What has also made Lotito unpopular is his relationship with the ultras – Lazio’s notorious Irriducibili whom he once referred to as a “dwindling minority”. Whatever you think of them, the Irriducibili revolutionized organized supporters’ culture in Italy and in Europe. They modeled themselves on the English firms of the 1980s and parlayed their power in the terrace into a financial windfall. They organized away matches, sold merchandise and prepared spectacular choreographic displays in the stadium. Cragnotti had a cozy relationship with Lazio’s ultras, allowing them a certain level of access to the club through tickets and apparel. Lotito soon put an end to this relationship and with it the lucrative business of organizing supporters. The ultras weren’t happy. They accused him of enriching himself through Lazio. His various companies (security, maintenance, etc.) are all contracted to do work for the club. The result was a decade long cold war that threatened to boil over at various points. Today, it has settled into a grudging acceptance that neither side can really live without the other. It’s not exactly friendly, but both sides seem to have accepted that the other is here to stay.
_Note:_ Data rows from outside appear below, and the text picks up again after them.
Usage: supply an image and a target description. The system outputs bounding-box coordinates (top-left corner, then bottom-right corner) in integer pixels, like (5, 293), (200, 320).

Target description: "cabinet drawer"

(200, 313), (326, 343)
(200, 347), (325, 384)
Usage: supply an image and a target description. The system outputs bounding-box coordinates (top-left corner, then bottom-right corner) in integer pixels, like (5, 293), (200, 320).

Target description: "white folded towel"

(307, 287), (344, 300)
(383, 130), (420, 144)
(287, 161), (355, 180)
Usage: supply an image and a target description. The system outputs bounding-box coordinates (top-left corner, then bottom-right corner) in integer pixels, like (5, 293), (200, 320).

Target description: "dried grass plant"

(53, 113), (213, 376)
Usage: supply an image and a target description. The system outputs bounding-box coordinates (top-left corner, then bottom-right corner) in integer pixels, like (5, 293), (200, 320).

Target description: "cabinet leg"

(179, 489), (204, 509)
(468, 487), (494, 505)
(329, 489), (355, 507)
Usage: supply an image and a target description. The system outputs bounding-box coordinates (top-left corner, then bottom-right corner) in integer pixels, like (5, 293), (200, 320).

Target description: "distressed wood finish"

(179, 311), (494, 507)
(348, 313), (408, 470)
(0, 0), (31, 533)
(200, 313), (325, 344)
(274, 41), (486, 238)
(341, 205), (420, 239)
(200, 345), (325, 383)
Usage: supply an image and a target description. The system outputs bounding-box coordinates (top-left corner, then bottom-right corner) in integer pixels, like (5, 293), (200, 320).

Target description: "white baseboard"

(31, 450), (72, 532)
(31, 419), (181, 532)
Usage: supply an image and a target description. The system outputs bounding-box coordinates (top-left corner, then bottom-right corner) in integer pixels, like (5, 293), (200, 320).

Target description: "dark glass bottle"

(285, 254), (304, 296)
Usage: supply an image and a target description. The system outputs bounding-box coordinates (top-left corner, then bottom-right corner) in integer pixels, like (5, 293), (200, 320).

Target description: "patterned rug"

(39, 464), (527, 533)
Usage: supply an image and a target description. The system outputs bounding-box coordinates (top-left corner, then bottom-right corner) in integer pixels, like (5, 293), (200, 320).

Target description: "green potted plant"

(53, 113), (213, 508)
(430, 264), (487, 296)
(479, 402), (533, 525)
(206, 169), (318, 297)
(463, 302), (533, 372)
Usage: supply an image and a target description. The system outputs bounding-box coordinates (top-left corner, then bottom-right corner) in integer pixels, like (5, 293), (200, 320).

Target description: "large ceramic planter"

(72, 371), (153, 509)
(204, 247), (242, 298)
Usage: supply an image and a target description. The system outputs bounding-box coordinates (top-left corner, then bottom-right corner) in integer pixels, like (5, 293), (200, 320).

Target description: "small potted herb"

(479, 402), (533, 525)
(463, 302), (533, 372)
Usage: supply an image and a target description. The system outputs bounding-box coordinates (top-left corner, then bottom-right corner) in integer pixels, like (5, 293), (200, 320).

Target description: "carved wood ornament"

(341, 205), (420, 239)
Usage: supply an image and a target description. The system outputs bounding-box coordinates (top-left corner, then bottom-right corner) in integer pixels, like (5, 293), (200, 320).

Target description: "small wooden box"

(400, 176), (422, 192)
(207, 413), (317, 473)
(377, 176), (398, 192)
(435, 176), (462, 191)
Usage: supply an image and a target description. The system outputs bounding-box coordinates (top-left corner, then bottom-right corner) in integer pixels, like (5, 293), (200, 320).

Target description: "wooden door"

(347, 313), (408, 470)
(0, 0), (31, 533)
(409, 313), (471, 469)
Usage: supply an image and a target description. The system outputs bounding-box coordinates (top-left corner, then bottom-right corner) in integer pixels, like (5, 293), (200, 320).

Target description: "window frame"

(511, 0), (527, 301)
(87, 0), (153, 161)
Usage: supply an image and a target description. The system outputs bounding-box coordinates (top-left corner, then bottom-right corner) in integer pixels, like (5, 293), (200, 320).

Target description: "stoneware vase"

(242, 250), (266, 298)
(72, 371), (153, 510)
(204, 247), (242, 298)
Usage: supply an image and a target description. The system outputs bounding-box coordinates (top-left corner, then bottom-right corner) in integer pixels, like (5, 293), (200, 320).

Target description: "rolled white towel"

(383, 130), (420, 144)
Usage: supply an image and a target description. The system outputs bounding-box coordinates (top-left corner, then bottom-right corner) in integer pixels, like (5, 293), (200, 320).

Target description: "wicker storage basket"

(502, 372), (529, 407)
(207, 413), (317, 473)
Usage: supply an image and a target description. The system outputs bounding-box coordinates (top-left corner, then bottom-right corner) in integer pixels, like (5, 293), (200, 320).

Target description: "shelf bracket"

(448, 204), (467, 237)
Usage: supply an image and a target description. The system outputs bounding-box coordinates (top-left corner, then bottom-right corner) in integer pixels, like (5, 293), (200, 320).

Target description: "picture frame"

There is also the matter of Lotito’s enigmatic character. He can be an exceedingly difficult person to be fond of and yet it’s hard to dislike him at times – particularly in comparison to other presidents. He’s a well-spoken rhetorician who can vary his locution from polished Italian to bawdy Romanesco as the situation demands. He’s a blowhard know-it-all who routinely slips classical Latin adages into his discourse. He’s also known to deliver clever jibes at Lazio’s city rivals. In short, Zio Claudio is that uncle everybody has who’s at turns kind but stingy, intelligent but obnoxious, capable but annoying.
Yet, in 15 years with Lotito as president, Lazio have managed to win 5 trophies – a feat only surpassed in the golden era of Cragnotti. That’s not something that should be shrugged off. Lazio were not exactly winning trophies with any kind of frequency prior to Cragnotti. Previous to 1992 when Cragnotti took over the club, Lazio had won one Scudetto and one Coppa Italia. 13 of the club’s 15 major titles have come since 1992. The point is that after Cragnotti, Lazio may just as easily have returned to the existence that was their first 92 years. In fact, it seemed likely. Instead, Lotito has added 5 titles to the trophy case. He’s managed to do this precisely by being the antithesis of Cragnotti.
Lotito is sure and steady. He puts financial balance far above ambition and gives the impression he will never spend a single euro unless he knows that somehow 3 are coming in from somewhere. As a result, Lazio’s financial situation has improved steadily over the years. Transfer fees have risen steadily as have salaries. Not to the overheated standards of today’s football economy to be sure – and certainly nowhere near the ambitions of fans – but that’s just not Lotito’s style. He has repeatedly made it clear he intends to oppose prevailing football economic wisdom of “the more you spend, the more you win”. To this end, he has had an impact in Italy if not throughout Europe. The loan with an option to buy has become a singular trademark of Claudian prudence and he has made it into the inner sanctum of Italian football as a member of the FIGC.
Love him or hate him – or, if you’re a fan, probably both in equal measures and depending on the day, Lotito has put Lazio on a solid financial footing at precisely the right time. The world of football is being quickly divided into haves and have-nots. Lazio are, if modestly, in the first group. Lazio are a club today that regularly challenges for European placements and domestic trophies – occasionally lifting the odd one or two. The club rarely bleeds red ink and plans to build its own stadium at some point in the near future (a notoriously difficult task in the capital – just ask the other guys!). It also owns important properties in and around Rome such as its training ground at Formello and its club headquarters Palazzo Valenzani. If that’s not a success by any standard, particularly given the bleak future that awaited Lazio when Lotito showed up, then what is? Lotito may very well go down as one of the most important if certainly not the most beloved Lazio president in history. But that fact may not be evident until t]he’s gone, and the next one comes around – for better or for worse.